Kosky uses Porter’s songs in the same way Shakespeare uses soliloquies. At points of greatest tension, the characters snap out of the Monteverdi, which they sing in German, and launch into English-language renditions of “In the Still of the Night,” “Night and Day” or “It’s De-Lovely.”
On paper, it sounds preposterous. In practice, it’s as if the dramatic moment has been frozen and the characters allowed to explore their heightened emotions.
For a non-operagoing audience, the Porter songs help make Monteverdi accessible. For purists, there’s enough honesty in the staging, beauty in the singing and faithfulness to the original to provide satisfaction. It’s true the actors scream, growl and stutter in a way a trained singer would never countenance, but they also treat the score with respect.
Although stripped of secondary characters and a chorus, the story remains intact: the adulterous romance between Poppea (Melita Jurisic) and the emperor Nero (Kyrre Kvam) and the foiled plot to murder Poppea by the aggrieved Ottone (Martin Niedermair) and Drusilla (Ruth Brauer-Kvam).
Kosky brings an air of debauchery.
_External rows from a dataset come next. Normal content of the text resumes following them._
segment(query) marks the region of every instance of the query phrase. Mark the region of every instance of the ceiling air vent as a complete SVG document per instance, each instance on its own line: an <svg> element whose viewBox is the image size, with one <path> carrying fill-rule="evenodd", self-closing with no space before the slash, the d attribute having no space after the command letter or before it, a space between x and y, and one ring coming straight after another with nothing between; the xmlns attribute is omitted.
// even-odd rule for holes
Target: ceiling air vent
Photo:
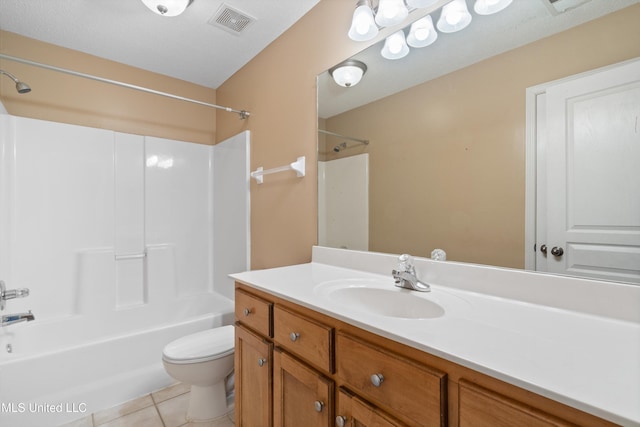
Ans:
<svg viewBox="0 0 640 427"><path fill-rule="evenodd" d="M542 0L549 12L552 15L559 15L568 10L575 9L585 3L589 3L591 0Z"/></svg>
<svg viewBox="0 0 640 427"><path fill-rule="evenodd" d="M254 18L246 13L240 12L239 10L229 7L223 3L216 14L209 19L209 24L220 27L233 34L240 34L242 31L246 30L254 20Z"/></svg>

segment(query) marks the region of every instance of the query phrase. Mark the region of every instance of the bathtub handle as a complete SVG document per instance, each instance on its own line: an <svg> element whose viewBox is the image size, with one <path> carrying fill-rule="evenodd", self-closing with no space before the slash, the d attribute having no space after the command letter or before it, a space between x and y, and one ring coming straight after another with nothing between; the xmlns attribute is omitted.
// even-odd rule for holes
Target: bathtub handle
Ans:
<svg viewBox="0 0 640 427"><path fill-rule="evenodd" d="M253 313L253 310L251 310L250 308L245 308L244 309L244 315L245 316L249 316L251 313Z"/></svg>
<svg viewBox="0 0 640 427"><path fill-rule="evenodd" d="M258 366L260 366L261 368L264 365L266 365L266 363L267 363L267 359L263 359L263 358L258 359Z"/></svg>

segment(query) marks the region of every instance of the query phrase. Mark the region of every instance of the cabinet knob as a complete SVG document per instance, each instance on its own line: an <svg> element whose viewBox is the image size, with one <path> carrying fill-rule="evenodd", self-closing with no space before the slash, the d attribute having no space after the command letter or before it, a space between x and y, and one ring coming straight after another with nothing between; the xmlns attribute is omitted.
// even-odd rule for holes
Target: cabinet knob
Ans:
<svg viewBox="0 0 640 427"><path fill-rule="evenodd" d="M551 255L561 257L564 254L564 249L554 246L551 248Z"/></svg>
<svg viewBox="0 0 640 427"><path fill-rule="evenodd" d="M290 339L291 341L293 341L293 342L298 341L298 338L300 338L300 334L299 334L299 333L297 333L297 332L291 332L291 333L289 334L289 339Z"/></svg>
<svg viewBox="0 0 640 427"><path fill-rule="evenodd" d="M338 415L336 417L336 425L338 427L344 427L347 425L347 417L342 416L342 415Z"/></svg>
<svg viewBox="0 0 640 427"><path fill-rule="evenodd" d="M543 254L547 254L547 245L542 245L540 246L540 252L542 252Z"/></svg>
<svg viewBox="0 0 640 427"><path fill-rule="evenodd" d="M258 366L263 367L267 364L267 359L260 358L258 359Z"/></svg>
<svg viewBox="0 0 640 427"><path fill-rule="evenodd" d="M371 375L371 384L374 387L380 387L384 382L384 376L382 374L373 374Z"/></svg>
<svg viewBox="0 0 640 427"><path fill-rule="evenodd" d="M250 308L245 308L245 309L244 309L244 315L245 315L245 316L248 316L248 315L250 315L251 313L253 313L253 311L252 311Z"/></svg>
<svg viewBox="0 0 640 427"><path fill-rule="evenodd" d="M322 410L324 409L324 402L316 400L315 402L313 402L313 406L314 408L316 408L316 412L322 412Z"/></svg>

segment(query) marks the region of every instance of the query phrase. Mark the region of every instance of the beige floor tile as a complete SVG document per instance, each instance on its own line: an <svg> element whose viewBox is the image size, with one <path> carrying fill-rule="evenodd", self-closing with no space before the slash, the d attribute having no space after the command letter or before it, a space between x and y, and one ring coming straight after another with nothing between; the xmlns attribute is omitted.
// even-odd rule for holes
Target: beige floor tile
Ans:
<svg viewBox="0 0 640 427"><path fill-rule="evenodd" d="M151 395L148 394L138 399L123 403L122 405L96 412L93 414L93 422L96 426L101 426L102 424L108 423L116 418L131 414L149 406L153 406L153 399L151 399Z"/></svg>
<svg viewBox="0 0 640 427"><path fill-rule="evenodd" d="M186 423L181 425L180 427L234 427L234 424L229 420L229 417L223 415L222 417L208 421L205 423Z"/></svg>
<svg viewBox="0 0 640 427"><path fill-rule="evenodd" d="M59 427L93 427L93 418L91 415L88 415L84 418L80 418L75 421L71 421L67 424L63 424Z"/></svg>
<svg viewBox="0 0 640 427"><path fill-rule="evenodd" d="M160 403L188 392L188 384L176 383L169 387L163 388L162 390L154 391L153 393L151 393L151 397L153 397L154 402Z"/></svg>
<svg viewBox="0 0 640 427"><path fill-rule="evenodd" d="M139 411L116 418L101 427L164 427L160 414L155 406L149 406Z"/></svg>
<svg viewBox="0 0 640 427"><path fill-rule="evenodd" d="M184 393L157 404L165 427L179 427L187 422L190 393Z"/></svg>

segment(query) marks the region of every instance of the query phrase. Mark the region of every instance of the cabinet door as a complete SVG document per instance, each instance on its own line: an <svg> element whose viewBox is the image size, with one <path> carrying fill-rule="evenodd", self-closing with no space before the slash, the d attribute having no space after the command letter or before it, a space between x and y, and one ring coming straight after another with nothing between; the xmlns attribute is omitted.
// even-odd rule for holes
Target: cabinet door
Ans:
<svg viewBox="0 0 640 427"><path fill-rule="evenodd" d="M236 325L236 426L272 426L273 344Z"/></svg>
<svg viewBox="0 0 640 427"><path fill-rule="evenodd" d="M276 348L273 353L274 424L333 425L333 381Z"/></svg>
<svg viewBox="0 0 640 427"><path fill-rule="evenodd" d="M340 389L336 407L338 427L406 427L406 424L371 406L351 392Z"/></svg>
<svg viewBox="0 0 640 427"><path fill-rule="evenodd" d="M569 427L566 422L469 381L460 381L460 427Z"/></svg>

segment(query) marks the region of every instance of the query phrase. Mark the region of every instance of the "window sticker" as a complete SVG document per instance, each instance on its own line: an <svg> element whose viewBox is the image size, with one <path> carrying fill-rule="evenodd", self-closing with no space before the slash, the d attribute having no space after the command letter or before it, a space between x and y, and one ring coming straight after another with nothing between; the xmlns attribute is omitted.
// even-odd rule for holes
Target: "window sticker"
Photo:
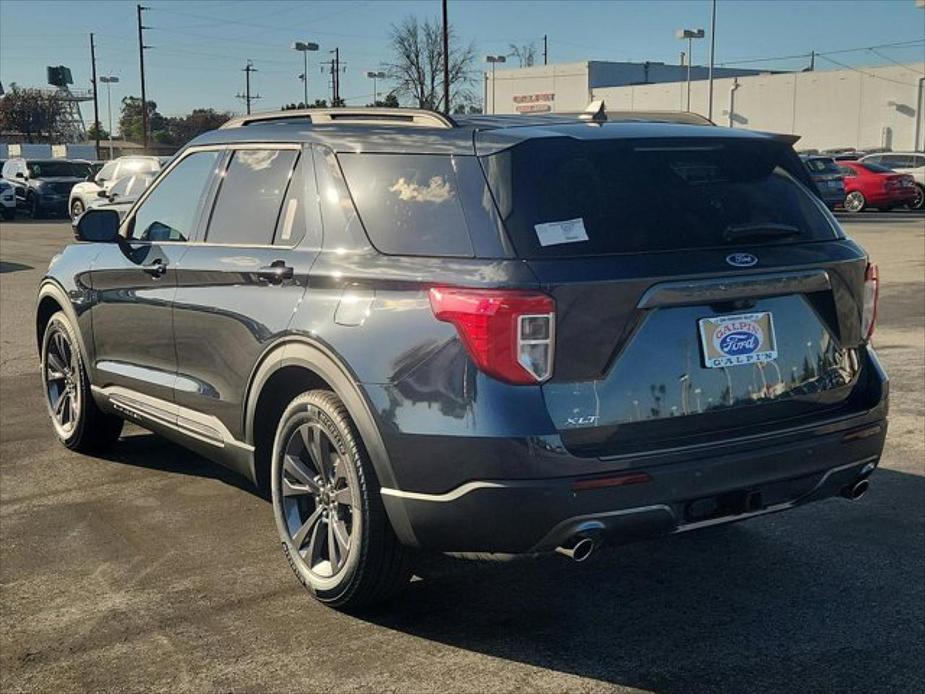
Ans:
<svg viewBox="0 0 925 694"><path fill-rule="evenodd" d="M577 243L587 241L588 232L585 231L585 220L582 217L567 219L564 222L547 222L535 224L536 237L541 246L555 246L560 243Z"/></svg>

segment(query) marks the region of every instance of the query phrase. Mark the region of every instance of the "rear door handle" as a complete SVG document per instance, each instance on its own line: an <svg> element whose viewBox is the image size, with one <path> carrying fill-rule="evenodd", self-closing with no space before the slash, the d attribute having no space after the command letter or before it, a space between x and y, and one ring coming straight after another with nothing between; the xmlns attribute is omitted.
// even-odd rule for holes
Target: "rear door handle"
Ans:
<svg viewBox="0 0 925 694"><path fill-rule="evenodd" d="M141 269L147 272L151 277L163 277L167 272L167 263L160 258L151 261L148 265L142 265Z"/></svg>
<svg viewBox="0 0 925 694"><path fill-rule="evenodd" d="M292 268L286 265L285 260L274 260L266 267L257 270L257 276L270 284L279 284L283 280L291 280L293 274Z"/></svg>

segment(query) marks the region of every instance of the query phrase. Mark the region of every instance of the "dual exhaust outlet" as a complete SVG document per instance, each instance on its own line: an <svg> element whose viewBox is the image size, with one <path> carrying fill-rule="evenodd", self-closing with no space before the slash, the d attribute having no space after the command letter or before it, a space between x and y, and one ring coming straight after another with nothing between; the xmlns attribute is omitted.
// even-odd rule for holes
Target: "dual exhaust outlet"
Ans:
<svg viewBox="0 0 925 694"><path fill-rule="evenodd" d="M871 470L872 469L873 468L871 468ZM870 472L867 473L867 475L869 474ZM841 496L850 501L857 501L867 494L867 491L870 489L870 481L867 479L867 475L858 477L854 482L842 489L840 492ZM597 546L598 542L594 537L586 534L578 534L556 547L556 552L563 557L568 557L572 561L582 562L591 556L594 550L597 549Z"/></svg>

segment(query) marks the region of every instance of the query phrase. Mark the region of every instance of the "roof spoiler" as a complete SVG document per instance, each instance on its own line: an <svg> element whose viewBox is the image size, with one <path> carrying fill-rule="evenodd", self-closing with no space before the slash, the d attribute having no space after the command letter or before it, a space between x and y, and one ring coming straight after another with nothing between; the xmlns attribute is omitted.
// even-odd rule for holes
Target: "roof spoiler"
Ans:
<svg viewBox="0 0 925 694"><path fill-rule="evenodd" d="M407 125L423 128L455 128L456 122L442 113L423 108L299 108L237 116L220 129L243 128L255 123L308 118L312 125Z"/></svg>
<svg viewBox="0 0 925 694"><path fill-rule="evenodd" d="M793 147L797 142L800 141L800 135L791 135L789 133L769 133L761 131L762 135L767 135L772 140L777 140L778 142L783 142L784 144L790 145Z"/></svg>

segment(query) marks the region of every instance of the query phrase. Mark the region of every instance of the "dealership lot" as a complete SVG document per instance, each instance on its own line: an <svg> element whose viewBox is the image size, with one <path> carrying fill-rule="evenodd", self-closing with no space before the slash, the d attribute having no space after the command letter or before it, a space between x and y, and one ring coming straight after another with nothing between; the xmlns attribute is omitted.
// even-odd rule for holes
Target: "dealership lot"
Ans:
<svg viewBox="0 0 925 694"><path fill-rule="evenodd" d="M26 689L921 690L925 216L846 229L879 263L891 432L871 493L585 564L428 558L396 602L328 610L292 580L268 504L139 429L58 446L34 292L70 238L0 226L0 671Z"/></svg>

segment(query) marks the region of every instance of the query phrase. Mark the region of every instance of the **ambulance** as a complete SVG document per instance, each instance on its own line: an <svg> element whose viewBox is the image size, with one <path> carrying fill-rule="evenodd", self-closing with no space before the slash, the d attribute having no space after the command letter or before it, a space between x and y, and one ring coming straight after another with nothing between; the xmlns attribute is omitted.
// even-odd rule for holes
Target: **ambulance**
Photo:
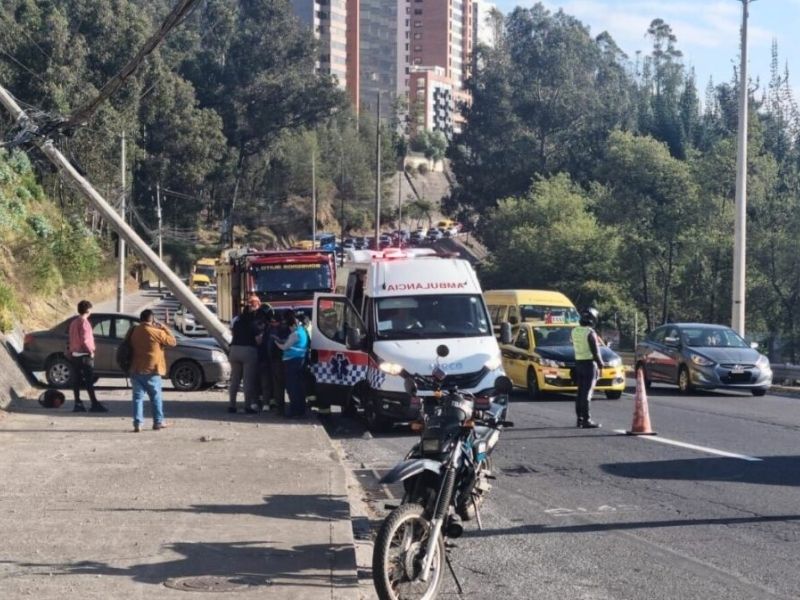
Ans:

The characters’ sexual passions seem to control them, offering little pleasure, just a dark compulsion that leads them into a dream-like state of lust. Niedermair’s Ottone looks most obviously intoxicated as he totters about the stage, but it’s as if everyone has lost control of their rational selves.
There are images of masturbation and of sadomasochistic violence; Poppea’s diaphanous dress leaves nothing to the imagination, and by the finale, there’s blood everywhere.
“Anything Goes” is the number that most fits the mood of licentiousness (and gets a laugh in the process), but it is often the sweetest of Porter’s songs — “So in Love,” “I’ve Got You Under My Skin” or “Ev’ry Time We Say Goodbye” — that seem to express the characters’ desperation.
If it is not a piece of drama as a regular theatergoer would recognize it, neither is this “Poppea” an opera in the conventional sense. In his willingness to blur boundaries, Kosky opens doors — whether to popular music of the early 20th century or the radical new forms of the early 17th — in a way that can only be refreshing.